Formations qualifiantes, immersions (PMSMP), préparations opérationnelles à l'emploi (POE), alternance, méthode de recrutement par simulation (MRS), détection de potentiel (DDP)... "Tous nos dispositifs sont mobilisés pour accompagner les candidats vers ces métiers, quel que soit leur niveau de départ", assure Michel Swieton.

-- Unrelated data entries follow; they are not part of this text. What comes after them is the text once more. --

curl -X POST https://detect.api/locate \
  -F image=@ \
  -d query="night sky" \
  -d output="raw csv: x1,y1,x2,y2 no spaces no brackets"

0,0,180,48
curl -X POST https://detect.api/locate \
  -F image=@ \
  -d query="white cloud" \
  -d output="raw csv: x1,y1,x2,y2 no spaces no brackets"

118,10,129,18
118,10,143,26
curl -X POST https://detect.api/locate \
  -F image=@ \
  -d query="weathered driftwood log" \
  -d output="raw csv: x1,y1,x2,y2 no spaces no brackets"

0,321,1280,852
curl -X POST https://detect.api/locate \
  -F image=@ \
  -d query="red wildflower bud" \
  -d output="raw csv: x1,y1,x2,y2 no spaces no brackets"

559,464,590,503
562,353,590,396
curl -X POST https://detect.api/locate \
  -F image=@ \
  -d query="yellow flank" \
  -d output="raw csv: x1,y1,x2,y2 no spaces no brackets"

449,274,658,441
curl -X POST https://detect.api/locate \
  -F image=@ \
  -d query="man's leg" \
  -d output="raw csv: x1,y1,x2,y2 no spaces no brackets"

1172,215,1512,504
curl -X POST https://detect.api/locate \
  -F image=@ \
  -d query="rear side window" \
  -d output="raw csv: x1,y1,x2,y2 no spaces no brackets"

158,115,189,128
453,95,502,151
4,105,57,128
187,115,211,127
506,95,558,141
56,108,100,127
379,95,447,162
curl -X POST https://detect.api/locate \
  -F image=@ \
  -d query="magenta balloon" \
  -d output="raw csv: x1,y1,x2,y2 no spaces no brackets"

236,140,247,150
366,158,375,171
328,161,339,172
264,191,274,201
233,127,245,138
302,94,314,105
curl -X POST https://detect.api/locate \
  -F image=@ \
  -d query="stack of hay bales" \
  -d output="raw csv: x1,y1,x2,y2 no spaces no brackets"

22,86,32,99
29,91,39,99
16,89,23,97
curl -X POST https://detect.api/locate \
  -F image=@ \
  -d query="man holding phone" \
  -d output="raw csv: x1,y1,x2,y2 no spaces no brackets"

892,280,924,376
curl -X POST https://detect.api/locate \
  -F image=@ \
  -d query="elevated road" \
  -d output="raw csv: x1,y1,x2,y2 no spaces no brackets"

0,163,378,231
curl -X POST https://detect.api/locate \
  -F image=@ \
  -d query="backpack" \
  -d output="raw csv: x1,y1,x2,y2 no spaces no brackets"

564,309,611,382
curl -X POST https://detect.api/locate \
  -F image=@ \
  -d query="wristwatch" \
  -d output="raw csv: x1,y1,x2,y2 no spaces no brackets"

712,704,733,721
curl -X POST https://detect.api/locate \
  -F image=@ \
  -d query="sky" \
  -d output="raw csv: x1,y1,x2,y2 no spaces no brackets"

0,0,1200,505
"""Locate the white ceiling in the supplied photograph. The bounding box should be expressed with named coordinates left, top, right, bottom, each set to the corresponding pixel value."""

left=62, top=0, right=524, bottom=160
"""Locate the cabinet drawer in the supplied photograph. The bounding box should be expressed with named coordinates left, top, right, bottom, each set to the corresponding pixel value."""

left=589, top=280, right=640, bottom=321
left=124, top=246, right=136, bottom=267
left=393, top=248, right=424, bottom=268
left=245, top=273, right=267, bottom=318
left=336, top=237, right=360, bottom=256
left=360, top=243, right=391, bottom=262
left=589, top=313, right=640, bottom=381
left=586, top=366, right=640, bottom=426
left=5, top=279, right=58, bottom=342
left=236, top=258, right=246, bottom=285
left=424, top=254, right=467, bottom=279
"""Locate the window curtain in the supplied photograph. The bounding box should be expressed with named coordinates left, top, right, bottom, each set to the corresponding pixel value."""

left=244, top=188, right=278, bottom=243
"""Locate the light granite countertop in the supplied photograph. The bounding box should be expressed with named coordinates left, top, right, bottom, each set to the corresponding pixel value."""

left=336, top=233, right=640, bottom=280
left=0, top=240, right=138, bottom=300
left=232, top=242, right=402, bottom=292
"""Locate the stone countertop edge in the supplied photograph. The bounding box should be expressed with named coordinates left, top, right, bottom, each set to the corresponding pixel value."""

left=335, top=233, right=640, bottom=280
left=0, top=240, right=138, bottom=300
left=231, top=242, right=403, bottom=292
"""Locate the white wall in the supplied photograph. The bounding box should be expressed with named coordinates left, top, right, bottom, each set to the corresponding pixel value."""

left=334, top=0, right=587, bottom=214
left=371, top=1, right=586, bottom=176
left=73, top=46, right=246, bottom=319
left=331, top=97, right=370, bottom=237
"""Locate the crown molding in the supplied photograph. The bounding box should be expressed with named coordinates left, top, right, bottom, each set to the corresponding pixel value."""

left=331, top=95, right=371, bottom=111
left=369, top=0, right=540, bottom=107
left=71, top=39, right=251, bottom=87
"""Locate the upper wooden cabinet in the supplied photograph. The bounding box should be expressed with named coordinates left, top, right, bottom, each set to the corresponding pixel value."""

Face à un défi sans précédent ; recruter 100 000 personnes en 10 ans ; la filière nucléaire ne peut réussir qu'en s'appuyant sur des partenariats solides. L'alliance entre l'Université des Métiers du Nucléaire et France Travail incarne cette logique : fédérer les acteurs de la formation, de l'emploi et de l'industrie pour transformer un enjeu massif en opportunités concrètes pour les territoires.

"Au-delà des postes, ce sont des parcours professionnels que nous proposons dans une filière stratégique pour la souveraineté industrielle et énergétique du pays", conclut Anne Jancovici. "Alors, pourquoi pas vous ?"

"Il n'y a pas de grands chantiers en France sans France Travail", rappelle Michel Swieton. "Notre objectif, c'est de profiter de ces opportunités pour accompagner ceux qui en ont le plus besoin. C'est là qu'on est vraiment dans notre mission."